Fungal strain, P. melioloides Mer-f16716, was isolated from a soil sample collected from Yakushima Island, Kagoshima prefecture, Japan. The sequence analysis of partial 28S rRNA (556 nucleotides) of this strain showed high identity with P. melioloides (99.3%). Thus, the strain Mer-f16716 was tentatively identified as a member of P. melioloides. The strain grown on an agar slant was inoculated into a 250-ml flask containing 25 ml of a seed medium consisting of 2% potato starch, 1% glucose, 2% Soypro (J-Oil Mills, Tokyo, Japan), 0.1% KH2PO4, 0.05% MgSO4 7H2O and three glass beads, and cultured at 25 °C for 3 days on a rotary shaker at 220 r.p.m.
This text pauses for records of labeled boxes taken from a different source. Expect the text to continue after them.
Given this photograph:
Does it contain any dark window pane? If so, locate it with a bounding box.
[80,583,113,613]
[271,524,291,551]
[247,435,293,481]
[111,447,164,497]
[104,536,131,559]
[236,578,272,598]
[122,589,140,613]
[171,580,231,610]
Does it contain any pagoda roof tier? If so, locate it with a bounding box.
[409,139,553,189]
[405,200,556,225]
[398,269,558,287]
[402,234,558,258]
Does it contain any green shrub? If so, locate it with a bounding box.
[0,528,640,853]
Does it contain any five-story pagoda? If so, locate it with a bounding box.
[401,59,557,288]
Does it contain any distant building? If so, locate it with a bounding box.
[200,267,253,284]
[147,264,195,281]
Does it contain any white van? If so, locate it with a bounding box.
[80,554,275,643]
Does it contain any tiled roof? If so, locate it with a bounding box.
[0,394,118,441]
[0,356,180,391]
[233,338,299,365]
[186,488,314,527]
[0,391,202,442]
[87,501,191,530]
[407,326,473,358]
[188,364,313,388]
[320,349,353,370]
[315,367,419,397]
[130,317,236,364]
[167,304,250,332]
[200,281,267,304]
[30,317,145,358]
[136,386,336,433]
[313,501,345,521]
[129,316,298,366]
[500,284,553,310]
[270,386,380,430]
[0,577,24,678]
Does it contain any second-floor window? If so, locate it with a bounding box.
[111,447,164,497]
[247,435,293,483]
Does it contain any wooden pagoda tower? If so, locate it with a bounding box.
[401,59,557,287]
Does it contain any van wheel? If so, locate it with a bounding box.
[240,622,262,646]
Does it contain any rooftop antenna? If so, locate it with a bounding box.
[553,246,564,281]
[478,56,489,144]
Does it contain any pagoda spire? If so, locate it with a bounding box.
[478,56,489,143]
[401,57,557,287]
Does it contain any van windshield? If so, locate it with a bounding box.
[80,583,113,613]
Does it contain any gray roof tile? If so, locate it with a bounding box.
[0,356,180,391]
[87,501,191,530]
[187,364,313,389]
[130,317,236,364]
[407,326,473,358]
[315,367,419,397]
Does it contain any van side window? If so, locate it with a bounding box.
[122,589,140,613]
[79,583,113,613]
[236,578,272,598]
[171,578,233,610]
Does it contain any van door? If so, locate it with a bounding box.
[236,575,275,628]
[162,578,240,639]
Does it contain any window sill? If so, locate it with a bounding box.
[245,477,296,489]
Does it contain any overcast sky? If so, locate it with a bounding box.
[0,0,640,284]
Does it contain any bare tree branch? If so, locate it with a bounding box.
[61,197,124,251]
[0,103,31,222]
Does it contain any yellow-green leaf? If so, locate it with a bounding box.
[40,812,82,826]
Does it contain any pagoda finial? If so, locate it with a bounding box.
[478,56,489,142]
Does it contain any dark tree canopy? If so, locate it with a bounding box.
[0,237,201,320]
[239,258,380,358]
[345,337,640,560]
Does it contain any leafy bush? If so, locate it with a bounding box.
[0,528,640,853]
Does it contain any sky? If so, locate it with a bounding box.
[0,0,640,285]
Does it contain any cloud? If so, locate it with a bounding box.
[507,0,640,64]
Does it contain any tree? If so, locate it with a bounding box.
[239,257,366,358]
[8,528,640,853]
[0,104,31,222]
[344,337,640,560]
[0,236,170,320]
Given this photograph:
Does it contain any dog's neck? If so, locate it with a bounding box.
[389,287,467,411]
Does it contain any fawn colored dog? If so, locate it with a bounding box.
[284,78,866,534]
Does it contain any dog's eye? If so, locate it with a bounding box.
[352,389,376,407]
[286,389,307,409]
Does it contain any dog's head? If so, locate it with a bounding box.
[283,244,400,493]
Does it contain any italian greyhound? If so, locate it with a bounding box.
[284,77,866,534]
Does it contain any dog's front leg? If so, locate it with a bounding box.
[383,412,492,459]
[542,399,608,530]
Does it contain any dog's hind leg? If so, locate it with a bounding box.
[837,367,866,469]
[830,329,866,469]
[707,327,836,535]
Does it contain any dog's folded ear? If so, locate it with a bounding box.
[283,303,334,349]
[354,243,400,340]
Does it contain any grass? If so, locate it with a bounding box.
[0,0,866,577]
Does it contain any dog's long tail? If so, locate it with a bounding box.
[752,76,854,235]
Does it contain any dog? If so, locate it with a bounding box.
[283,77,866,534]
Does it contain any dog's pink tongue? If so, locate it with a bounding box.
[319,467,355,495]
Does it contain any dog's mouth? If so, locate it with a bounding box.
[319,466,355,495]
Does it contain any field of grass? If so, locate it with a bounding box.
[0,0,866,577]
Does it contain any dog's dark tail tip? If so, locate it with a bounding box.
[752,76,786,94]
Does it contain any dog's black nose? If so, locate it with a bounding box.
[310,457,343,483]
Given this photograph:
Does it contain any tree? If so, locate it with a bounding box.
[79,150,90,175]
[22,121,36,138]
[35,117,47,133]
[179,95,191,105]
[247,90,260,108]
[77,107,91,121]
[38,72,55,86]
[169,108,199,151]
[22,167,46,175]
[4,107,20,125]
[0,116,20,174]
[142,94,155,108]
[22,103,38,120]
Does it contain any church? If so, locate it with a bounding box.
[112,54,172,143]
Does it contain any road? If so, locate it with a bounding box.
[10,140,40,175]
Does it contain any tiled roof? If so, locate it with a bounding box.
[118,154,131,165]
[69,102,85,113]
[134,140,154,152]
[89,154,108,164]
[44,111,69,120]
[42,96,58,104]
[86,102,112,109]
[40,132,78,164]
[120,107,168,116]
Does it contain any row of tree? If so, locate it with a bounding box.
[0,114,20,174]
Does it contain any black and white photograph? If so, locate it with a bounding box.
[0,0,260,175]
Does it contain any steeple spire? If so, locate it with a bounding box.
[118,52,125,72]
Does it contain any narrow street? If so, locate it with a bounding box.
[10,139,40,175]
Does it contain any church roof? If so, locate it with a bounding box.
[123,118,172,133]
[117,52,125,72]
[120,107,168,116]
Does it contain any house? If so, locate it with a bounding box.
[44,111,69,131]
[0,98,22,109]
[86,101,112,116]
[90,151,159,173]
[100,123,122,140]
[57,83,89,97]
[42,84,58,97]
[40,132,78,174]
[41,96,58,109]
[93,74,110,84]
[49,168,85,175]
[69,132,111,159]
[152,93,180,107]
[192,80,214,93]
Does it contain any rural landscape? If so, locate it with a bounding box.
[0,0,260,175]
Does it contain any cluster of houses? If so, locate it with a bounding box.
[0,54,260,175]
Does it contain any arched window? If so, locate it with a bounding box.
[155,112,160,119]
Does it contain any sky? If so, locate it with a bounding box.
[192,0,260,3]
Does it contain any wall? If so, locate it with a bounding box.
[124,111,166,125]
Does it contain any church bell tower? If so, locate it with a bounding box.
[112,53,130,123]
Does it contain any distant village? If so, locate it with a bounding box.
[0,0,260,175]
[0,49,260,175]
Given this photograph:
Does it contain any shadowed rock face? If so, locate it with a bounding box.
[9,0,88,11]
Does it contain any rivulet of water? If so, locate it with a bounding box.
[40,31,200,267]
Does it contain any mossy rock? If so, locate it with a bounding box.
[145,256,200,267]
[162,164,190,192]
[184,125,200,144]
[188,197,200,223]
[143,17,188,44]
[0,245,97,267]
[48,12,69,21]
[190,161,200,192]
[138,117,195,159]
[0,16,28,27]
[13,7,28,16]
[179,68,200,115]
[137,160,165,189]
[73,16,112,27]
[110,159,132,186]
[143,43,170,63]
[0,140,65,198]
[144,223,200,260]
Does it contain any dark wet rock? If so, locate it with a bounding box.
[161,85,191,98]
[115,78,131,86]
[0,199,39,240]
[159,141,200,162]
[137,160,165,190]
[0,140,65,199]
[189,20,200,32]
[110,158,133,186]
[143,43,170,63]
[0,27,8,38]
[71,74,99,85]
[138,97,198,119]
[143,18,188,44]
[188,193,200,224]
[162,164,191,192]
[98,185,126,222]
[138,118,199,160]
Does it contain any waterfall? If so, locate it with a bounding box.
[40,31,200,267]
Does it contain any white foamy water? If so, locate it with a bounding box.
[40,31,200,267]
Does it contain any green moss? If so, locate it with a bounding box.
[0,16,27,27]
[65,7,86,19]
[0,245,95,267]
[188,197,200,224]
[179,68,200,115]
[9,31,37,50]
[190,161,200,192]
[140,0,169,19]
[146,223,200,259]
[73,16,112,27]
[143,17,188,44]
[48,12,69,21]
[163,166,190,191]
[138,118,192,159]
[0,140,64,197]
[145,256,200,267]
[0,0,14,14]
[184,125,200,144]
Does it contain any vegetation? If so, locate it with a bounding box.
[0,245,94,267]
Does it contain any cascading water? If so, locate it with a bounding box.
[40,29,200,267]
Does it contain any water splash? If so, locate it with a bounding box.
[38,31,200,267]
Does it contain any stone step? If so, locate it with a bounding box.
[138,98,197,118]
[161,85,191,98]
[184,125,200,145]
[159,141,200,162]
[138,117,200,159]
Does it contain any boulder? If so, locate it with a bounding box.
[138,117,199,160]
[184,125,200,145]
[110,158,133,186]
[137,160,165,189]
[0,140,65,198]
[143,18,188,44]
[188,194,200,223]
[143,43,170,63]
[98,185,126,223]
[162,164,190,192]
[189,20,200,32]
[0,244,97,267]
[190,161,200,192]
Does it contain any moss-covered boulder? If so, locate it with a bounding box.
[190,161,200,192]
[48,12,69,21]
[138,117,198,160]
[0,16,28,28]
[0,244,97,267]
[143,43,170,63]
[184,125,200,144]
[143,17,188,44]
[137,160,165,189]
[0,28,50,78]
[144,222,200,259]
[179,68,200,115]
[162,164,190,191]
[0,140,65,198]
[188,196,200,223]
Seed culture (1 ml) was inoculated into a 500-ml flask containing 60 ml of a culture medium consisting of 4% dextrin hydrate, 1% Bacto Peptone (BD Biosciences), 2% Pharmamedia (Traders Protein, Memphis, TN, USA), 0.5% Extract Ehlrich (Wako Pure Chemical Industries), 0.29% NaCl, 0.06% MgSO4 7H2O, 0.05% MgCl2 6H2O, 1% mineral solution (solution of 0.725% KCl, 0.097% KBr, 0.026% H3BO3, 0.00395% KF, 0.00008% KI, 0.001475% CaCl2 2H2O and 0.0215% SrCl2 6H2O) (adjusted at pH 7.2 before sterilization) and cultured at 25 °C for 4 days on a rotary shaker at 220 r.p.m.